Dogbert ha scritto:A sentire voi sembra che ci sia lavoro per ognuno. Basta uscire dalla porta di casa... et voilà! Sarà che non sono laureato, sarà che non ho esperienze significative in nessun settore, ma è da più di un anno che non trovo niente...

Effettivamente non bisogna generalizzare nè tantomeno banalizzare la questione.
Così come nessuno ha risposto all'annuncio di Parakarro ci sono moltissimi ragazzi che rispondono ad annunci lavorativi (anche se dichiaratamente "poco attraenti") o altri che pur avendo lauree non riescono a trovare lavoro in nessun settore e sarebbero disposti a fare quasi di tutto. Come ho già detto in precedenza, molto dipende dalla zona di appartenza. Un conto è cercare lavoro in Campania altro invece cercarlo in Trentino Alto Adige. Sarà "qualunquista" ma è così (e l'ho vissuto sulla mia pelle).

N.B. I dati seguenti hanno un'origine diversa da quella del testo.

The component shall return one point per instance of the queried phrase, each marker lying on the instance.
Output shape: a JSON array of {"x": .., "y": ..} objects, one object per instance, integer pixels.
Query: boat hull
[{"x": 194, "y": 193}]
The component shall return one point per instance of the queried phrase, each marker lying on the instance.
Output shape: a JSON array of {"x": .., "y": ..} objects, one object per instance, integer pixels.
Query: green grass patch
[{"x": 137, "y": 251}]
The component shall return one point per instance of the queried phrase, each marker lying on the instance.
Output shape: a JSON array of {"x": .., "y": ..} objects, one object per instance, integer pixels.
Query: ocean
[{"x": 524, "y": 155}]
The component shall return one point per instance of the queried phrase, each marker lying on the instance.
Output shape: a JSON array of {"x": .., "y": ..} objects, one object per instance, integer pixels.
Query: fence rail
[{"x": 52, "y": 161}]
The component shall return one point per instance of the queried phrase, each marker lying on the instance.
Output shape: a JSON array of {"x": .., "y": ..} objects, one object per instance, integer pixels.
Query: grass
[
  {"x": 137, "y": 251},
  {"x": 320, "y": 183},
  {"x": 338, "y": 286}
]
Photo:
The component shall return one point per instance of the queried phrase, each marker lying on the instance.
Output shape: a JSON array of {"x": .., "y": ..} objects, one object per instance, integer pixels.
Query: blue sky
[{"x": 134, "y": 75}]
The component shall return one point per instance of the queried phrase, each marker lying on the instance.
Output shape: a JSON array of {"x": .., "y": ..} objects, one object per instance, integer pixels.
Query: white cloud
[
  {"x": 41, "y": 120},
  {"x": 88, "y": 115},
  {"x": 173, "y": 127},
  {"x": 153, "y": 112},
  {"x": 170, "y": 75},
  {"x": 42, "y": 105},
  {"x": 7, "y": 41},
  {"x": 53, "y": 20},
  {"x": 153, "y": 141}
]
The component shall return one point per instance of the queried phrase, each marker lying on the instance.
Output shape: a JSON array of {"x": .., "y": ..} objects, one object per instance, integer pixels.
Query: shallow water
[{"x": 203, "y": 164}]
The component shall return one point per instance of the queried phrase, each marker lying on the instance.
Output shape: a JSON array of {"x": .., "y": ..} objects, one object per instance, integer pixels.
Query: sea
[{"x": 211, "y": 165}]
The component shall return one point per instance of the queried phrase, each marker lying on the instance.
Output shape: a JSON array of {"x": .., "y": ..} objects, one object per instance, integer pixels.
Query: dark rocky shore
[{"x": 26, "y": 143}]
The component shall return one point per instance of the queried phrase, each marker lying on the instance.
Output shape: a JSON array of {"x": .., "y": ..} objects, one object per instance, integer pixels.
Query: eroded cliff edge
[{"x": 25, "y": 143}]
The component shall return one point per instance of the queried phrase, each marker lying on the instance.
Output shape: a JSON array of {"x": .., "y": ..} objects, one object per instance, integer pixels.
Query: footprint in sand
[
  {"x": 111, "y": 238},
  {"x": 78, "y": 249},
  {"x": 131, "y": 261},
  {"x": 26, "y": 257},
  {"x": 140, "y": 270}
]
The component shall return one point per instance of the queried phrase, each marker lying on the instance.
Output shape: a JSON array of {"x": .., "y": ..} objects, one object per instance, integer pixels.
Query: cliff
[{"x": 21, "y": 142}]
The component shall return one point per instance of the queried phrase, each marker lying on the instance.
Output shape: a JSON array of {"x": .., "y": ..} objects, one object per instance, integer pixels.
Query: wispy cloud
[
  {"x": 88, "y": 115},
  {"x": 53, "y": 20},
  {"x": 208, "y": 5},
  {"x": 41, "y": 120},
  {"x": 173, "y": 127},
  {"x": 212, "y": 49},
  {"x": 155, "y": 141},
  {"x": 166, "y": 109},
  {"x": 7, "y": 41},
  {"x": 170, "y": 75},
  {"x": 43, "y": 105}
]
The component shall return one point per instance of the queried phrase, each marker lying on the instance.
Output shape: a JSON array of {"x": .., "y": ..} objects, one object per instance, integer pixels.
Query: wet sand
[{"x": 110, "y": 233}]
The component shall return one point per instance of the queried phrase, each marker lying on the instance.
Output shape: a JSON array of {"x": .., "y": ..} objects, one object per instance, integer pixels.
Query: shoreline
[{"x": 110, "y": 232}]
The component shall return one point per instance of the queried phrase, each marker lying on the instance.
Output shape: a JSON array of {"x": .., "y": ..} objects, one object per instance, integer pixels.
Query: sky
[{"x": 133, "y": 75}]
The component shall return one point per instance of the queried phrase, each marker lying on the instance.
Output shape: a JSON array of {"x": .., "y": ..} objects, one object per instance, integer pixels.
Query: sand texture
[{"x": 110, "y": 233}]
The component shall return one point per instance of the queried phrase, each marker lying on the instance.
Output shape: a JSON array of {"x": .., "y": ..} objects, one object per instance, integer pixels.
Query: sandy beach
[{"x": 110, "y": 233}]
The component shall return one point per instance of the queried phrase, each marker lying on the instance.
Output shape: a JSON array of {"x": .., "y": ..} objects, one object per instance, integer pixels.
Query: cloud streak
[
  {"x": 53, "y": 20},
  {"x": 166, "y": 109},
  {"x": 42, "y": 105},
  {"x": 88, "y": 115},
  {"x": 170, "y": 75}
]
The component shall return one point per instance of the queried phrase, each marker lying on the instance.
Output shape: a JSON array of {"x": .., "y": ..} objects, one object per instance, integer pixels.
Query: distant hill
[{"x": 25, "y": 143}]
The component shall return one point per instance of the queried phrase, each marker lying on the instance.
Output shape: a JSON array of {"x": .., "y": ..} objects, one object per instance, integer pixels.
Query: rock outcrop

Molto importante è anche la disponibilità a trasferirsi. E' ovvio che se si cerca lavoro sotto casa le possibilità di riuscita diminuiscono esponenzialmente. Capisco anche, però, che trasferirsi è tutt'altro che facile.
Comunquea, anche se ti conoco poco (per quel che può contare) hai la mia solidarietà e la mia vicinanza emotiva. E' dura ma sono sicuro che se non molli qualcosa si sbloccherà. Non porti limiti, cerca ovunque e non ignorare nessun canale di ricerca. Voglio evitare la retorica però spero che tu possa riuscire a trovare qualcosa di gratificante.
Mavco Pizellonio ha scritto:
Lo dico senza polemica o velleità di difese corporative, ma fossi in voi non mi adagerei troppo sull'immagine del laureato in materie umanistiche-che-non-servono-a-un-cazzo che passa le giornate fra spritz e lamenti per il lavoro-che-non-c'è "invece di darsi da fare".
Alcuni del tipo li conosco. Lungi da me voler estendere questo stereotipo a tutti i laureati in materie umanistiche. Diciamo che in tempi come questi anche un solo esemplare del genere tende a generare un misto tra sorpresa e pena.
Al tempo stesso conosco persone con lauree umanistiche considerate generalmente inutili (Lettere) che lavorano nei rispettivi settori e lo fanno ottendendo ottime gratificazioni (senza essere geni del settore, intendiamoci) o chi pur non trovando lavoro nel settore di riferimento non si schifa a (magari per la logica del "qui ed ora") cercare un lavoro purchessia.
Nella mia esperienza (ovviamente poco rappresentativa) prevale il tipo "laureato in scienze umanistiche che non trova lavoro nel settore di appartenenza ma che cerca qualsiasi lavoro".
Mavco Pizellonio ha scritto:
2 - presso i laureati in materie umanistiche - magari fra i meglio informati - è chiara la sensazione che essere nati anche solo qualche anno prima avrebbe fatto una grossa differenza.
Questo è assolutamente vero.
In tal senso basta vedere il numero di persone che, in certi ambiti umanistici, tentano la carta del concorso pubblico (sempre se vi siano bandi disponibili, tra le altre cose). Dai racconti di alcuni colleghi più vecchi (di 5/7 anni) di me ho saputo di concorsi pubblici in cui c'erano 2 posti in ballo con una ventina di candidati, una cosa del gener oggi sarebbe impensabile.
Tempo fa ho partecipato ad un concorso (in Abruzzo) per un posto a tempo indeterminato part time (20 ore settimanali per non più di 700 euro) e eravamo oltre 130 candidati. Oggi il rapporto posti in concorso-numero dei candidati è quelli lì (più o meno).
Nel mio settore (socio-educativo) il pubblico è assolutamente bloccato e tentare di vincere un concorso non è poi troppo dissimile dal tentare la fortuna al superenalotto. Eppure sono sempre in tanti a provarci. Io dopo aver tentato 4 concorsi ho lasciato perdere il settore pubblico concentrandomi sul privato (che, bene o male è attivo) e qualcosina è venuto fuori. Chiaro che se uno si aspetta un lavoro "tradizionale" (così come tratteggiato da Parakarro) sbaglia di grosso. La stabilità non è di questo mondo (o perlomeno del mio).